Compare the unresolved questions for m=3, m=4, and m=5 (which we didn't go over here, but you can do on your own, along with trying out m=6).  Each higher power of m depends on all the earlier unresolved questions and introduces a new one as well.
  sin 3φ - 2 sin 2φ cos φ + sin φ  =?=  0
  sin 4φ - 2 sin 3φ cos φ + sin 2φ  =?=  0
  sin 5φ - 2 sin 4φ cos φ + sin 3φ  =?=  0
  sin 6φ - 2 sin 5φ cos φ + sin 4φ  =?=  0
A clear pattern!  Can you figure out a way of writing the general case?  Do it before reading on!




  sin Aφ - 2 sin (A-1)φ cos φ + sin (A-2)φ  =?=  0.
Reorganize this to get:
  sin Aφ = 2 sin (A-1)φ cos φ - sin (A-2)φ.
Splitting up 2 sin (A-1)φ cos φ into sin (A-1)φ cos φ + sin (A-1)φ cos φ, and subtracting one from both sides, we get:
  sin Aφ = sin (A-1)φ cos φ + sin (A-1)φ cos φ - sin (A-2)φ
  sin Aφ - sin (A-1)φ cos φ = sin (A-1)φ cos φ - sin (A-2)φ
or
  sin Aφ  -  cos φ sin (A-1)φ = cos φ sin (A-1)φ  -  sin (A-2)φ
This we will prove geometrically:

Mark off angles Aφ, (A-1)φ, and (A-2)φ on the circle.  We can get sin Aφ and sin (A-2)φ easily.  To get the
  cos φ sin (A-1)φ
piece, connect the points on the circumference at Aφ and (A-2)φ, cutting the line from the origin to the (A-1)φ spot on the circumference.  The triangle formed from the origin, the Aφ, and the cut spot on (A-1)φ is a right triangle (figure out why!), and has angle φ.  That makes the base of the triangle have length cos φ.  Now revisit the (A-1)φ angle.  The line dropped directly down is sin (A-1)φ.  Now that we have cut the radius of the circle going out to (A-1)φ to have a length of just cos φ, the line dropped from this cut will have a length of cos φ sin (A-1)φ.  (See Tennenbaum's "Cardan's Paradox to the Complex Domain" to help you with this if it seems unclear.)

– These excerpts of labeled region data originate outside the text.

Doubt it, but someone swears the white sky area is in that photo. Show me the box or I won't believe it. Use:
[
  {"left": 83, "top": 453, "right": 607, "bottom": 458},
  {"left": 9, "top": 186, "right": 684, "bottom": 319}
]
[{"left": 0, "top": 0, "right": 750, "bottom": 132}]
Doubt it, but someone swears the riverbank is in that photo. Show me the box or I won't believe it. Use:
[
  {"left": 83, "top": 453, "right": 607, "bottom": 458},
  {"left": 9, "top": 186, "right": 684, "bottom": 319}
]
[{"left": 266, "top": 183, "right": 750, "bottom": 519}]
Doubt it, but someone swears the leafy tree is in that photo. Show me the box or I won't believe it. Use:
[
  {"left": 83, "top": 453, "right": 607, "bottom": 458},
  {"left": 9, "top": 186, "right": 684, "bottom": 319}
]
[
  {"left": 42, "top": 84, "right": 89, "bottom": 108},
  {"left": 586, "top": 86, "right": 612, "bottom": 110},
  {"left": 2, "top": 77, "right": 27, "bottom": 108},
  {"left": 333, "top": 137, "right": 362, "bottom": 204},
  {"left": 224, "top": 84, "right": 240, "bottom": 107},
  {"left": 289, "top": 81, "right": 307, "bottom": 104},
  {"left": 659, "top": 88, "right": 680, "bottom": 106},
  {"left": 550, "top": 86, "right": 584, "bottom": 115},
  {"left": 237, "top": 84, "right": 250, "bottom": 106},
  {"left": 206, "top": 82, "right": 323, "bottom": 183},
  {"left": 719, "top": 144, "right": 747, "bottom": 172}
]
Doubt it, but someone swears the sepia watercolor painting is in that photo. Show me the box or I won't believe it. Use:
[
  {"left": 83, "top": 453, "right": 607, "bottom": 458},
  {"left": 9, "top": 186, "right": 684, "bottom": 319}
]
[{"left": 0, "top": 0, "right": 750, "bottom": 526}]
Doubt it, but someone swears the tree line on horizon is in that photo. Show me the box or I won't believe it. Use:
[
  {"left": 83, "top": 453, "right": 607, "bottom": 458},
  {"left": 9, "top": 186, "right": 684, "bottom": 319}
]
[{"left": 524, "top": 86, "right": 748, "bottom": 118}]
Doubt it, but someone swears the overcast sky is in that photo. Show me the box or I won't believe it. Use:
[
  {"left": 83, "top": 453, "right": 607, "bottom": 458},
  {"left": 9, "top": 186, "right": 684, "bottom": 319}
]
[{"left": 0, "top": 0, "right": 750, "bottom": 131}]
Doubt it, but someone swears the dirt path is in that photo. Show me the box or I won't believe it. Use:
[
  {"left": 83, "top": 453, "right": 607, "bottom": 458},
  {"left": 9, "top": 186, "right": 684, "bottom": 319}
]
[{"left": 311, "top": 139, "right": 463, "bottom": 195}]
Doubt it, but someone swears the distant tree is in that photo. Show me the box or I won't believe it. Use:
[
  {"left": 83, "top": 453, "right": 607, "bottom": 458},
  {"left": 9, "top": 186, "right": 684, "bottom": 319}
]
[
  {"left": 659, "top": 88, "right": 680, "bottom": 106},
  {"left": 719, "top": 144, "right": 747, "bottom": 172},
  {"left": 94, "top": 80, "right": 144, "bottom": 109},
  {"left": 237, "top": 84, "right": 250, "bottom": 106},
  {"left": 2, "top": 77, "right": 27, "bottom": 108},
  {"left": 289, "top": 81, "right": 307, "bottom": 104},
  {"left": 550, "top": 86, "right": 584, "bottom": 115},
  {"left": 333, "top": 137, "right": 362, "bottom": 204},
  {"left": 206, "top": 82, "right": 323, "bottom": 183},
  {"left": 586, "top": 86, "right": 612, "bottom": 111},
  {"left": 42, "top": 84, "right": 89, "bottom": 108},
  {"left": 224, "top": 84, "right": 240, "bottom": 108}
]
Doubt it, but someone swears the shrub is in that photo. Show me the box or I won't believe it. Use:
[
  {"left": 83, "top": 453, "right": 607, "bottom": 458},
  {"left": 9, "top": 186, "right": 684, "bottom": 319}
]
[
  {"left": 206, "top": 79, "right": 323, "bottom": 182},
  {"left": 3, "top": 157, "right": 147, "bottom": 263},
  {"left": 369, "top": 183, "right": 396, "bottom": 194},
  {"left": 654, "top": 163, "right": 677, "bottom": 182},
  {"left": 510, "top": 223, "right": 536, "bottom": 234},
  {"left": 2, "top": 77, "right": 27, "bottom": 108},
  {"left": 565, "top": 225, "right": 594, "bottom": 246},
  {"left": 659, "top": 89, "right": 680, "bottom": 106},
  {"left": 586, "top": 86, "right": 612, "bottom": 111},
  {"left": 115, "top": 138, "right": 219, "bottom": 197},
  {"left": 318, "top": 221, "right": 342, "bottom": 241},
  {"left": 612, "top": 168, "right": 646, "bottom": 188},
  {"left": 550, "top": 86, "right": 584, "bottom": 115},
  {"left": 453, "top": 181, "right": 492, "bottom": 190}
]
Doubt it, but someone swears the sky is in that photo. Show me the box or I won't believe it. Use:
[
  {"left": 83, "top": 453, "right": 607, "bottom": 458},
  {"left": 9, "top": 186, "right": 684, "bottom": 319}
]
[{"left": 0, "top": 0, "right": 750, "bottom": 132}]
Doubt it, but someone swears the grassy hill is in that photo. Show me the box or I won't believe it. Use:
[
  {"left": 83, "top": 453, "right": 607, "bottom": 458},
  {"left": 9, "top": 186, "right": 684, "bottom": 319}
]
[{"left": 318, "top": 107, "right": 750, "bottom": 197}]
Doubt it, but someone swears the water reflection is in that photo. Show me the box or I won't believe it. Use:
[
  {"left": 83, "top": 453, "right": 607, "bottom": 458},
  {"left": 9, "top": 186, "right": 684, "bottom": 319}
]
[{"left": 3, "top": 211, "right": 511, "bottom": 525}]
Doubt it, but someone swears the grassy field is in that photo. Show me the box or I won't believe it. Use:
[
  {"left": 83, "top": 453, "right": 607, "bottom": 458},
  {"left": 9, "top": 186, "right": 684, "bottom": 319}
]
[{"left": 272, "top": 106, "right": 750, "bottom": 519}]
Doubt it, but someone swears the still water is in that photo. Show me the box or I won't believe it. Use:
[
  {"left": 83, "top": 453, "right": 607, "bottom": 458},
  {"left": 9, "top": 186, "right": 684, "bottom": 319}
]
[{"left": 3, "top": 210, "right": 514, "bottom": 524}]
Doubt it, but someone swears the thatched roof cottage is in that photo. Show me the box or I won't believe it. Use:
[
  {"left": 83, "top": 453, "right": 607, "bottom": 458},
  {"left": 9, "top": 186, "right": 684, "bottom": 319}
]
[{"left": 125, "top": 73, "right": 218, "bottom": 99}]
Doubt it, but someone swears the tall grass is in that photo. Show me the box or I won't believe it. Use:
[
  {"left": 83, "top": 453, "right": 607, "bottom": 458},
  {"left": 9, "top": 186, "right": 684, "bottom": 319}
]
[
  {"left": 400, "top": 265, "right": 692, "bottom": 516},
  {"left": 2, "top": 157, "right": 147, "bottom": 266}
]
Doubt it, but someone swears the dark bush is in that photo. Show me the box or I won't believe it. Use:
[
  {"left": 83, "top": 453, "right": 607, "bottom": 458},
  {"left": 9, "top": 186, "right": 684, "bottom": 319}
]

  Now we have sin Aφ, sin (A-2)φ, and cos φ sin (A-1)φ.  Drawing horizontals from (A-2)φ to cos φ sin (A-1)φ and from cos φ sin (A-1)φ to Aφ, we create the pink segments which are [sin Aφ - cos φ sin (A-1)φ] and [cos φ sin (A-1)φ - sin (A-2)φ].  Ah!  Now we have a geometric understanding of what the general case for section 13 is.  We needed to know that sin Aφ  -  cos φ sin (A-1)φ = cos φ sin (A-1)φ  -  sin (A-2)φ, so it comes to determining whether the pink segments are of equal size.
  Reflection (literally) gives us to realize that the hypotenuses of the two triangles formed with pink sides are both sin φ.  Since the triangles are at the same angle (being formed by the same line as hypotenuse), the pink (left) sides must be of equal length, meaning that we've demonstrated section 13!
  To review, the equality of the pink sides let us know that sin Aφ  -  cos φ sin (A-1)φ = cos φ sin (A-1)φ  -  sin (A-2)φ, which was the general form for the required trigonometric identity required by the higher values of m.  We proved m=1 and m=2, so we can now consider Gauss's section "easily demonstrated," although not so easily.